Why don’t I have more hope for the artificial pancreas? Because I am the artificial pancreas, I am the cyborg envisioned. I just checked my Dexcom CGM and my blood glucose is 118. So far today my OmniPod pump as administered 25.2U, 60% bolus, at my direction. Nine-tenths of my blood sugars are between 80 and 220. I have had no hypoglycemia in weeks. The artificial pancreas works for me.
So you ask, why can’t it work for everyone? The answer is my mind which I have trained for decades to use these devices. Every decision on insulin administration uses knowledge of the previous 24 hours and plans for the next 12 added to the experience of thirty years. Patience is essential; a serious high needs to be brought down slowly so it stays down. You must be constantly suspicious of both your devices. If BG goes up unexpectedly I immediately question insulin delivery has failed (both times it happened because the cannula came out). The BG readings from the Dexcom are 85% reliable, which means some days I don’t trust it, and finger-stick BG’s confirm it is wrong, so I might do a manual BG every two hours (reverting to to pre-CGM management!)

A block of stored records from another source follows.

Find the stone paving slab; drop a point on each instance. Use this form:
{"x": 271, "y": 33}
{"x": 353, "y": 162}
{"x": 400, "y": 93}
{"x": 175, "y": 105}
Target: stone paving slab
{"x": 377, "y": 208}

And I know my body. Last night I stayed home and watched a movie. I ordered pizza and ate too much. So by 2AM I was up to 240; I took some extra insulin, but my BG did not come down much. So at breakfast when the OmniPod controller calcuated my breakfast insulin, I knew (because I had taken insulin without BG response) that I would need less insulin than the calculation. I subtracted 1 U, and I was right, because I stabilized mid-morning at 120. I have scores of such rules. A moderate swim means I drop basal in half for 1 hour. My basal is optimized for 1-2 glasses of wine with dinner; if I don’t drink the basal should be lowered by a a third for 4 hours at bedtime.

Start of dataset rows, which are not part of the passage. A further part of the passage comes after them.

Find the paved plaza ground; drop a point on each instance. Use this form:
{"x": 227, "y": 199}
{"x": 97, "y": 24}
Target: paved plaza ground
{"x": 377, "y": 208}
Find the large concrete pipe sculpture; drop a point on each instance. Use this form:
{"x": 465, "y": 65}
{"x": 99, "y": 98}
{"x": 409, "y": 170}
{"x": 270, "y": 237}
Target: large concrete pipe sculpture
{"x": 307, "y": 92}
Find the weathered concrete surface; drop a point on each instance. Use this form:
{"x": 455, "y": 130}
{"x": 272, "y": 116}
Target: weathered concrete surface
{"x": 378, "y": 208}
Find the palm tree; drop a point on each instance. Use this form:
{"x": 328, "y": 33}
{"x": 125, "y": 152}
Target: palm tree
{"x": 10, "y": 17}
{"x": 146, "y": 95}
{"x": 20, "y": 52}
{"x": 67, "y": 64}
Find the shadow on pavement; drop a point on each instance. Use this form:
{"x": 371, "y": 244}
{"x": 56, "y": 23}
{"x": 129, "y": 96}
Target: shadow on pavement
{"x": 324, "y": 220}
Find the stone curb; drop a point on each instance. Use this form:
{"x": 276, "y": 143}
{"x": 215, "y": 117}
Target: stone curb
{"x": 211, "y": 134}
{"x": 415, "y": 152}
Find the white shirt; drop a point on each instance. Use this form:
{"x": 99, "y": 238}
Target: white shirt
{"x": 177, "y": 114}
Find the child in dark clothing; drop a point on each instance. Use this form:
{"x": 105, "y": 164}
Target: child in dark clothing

My point is these two devices give me the power to experiment on myself and know in detail the effect of differing insulin regimes on my body. I keep getting better. I backslide, forgive myself, and get better again. I am an ongoing experiment, and there can never be an algorithm that does what my mind does. I can never finally figure out everything there is to know in self management. It is endless work with no time off. So thank God for CGM and programmable pumps. They make management better, but not easier. And the artificial pancreas will never be a cure because no computer program can know what I know and think as I think.

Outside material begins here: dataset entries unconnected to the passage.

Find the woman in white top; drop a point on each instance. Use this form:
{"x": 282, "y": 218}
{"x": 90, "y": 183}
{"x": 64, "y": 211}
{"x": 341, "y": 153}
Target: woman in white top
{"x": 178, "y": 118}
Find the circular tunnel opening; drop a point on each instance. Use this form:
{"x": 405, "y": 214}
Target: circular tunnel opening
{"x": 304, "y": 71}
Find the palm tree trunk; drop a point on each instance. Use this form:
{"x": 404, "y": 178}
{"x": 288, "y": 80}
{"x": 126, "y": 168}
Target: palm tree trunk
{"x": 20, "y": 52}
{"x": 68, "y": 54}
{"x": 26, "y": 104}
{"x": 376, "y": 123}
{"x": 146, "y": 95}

When I considered the same possibilities/hopes for curing diabetes as the diaTribe report thirty years ago, the closest to a cure was autologous islet transplantation. Immunology does not figure into this procedure because the patient does not have autoimmune diabetes and the implants are their own islets isolated from their own pancreas. Remarkably, even in 1980, long before the Edmonton protocol, when enough islets were recovered from the pancreas the diabetes is cured through autologous islet transplantation. How hard would it be to solve the immune barrier in human-to-human transplants?
Predicting when islet transplantation would be available to everyone with autoimmune diabetes was the question of how difficult it would be to prevent rejection of allograft islets, that is islets from a human donor. It seemed possible thirty years ago that pharmaceutical immune suppression would become safe and effective. It has not; it is improved, but is not yet safe enough to routine use. The other approach, encapsulation, appeared to be the technology that I myself could foster and promote. So I have. The reasons the journey to the clinic will have taken over thirty years rather than ten (as I predicted) is another story for another day.
So to answer your question, Diana, when I considered the matter thirty years ago the Islet Sheet looked to be the most promising new therapeutic technology that would work in my lifetime. Thirty years later much has happened, clinical and scientific knoledge have expanded greatly, but — nothing has happened to change my mind. I believe implantation of Islet Sheets is as close as we will get to a cure in my lifetime. I shall continue to foster and promote the Islet Sheet until the end.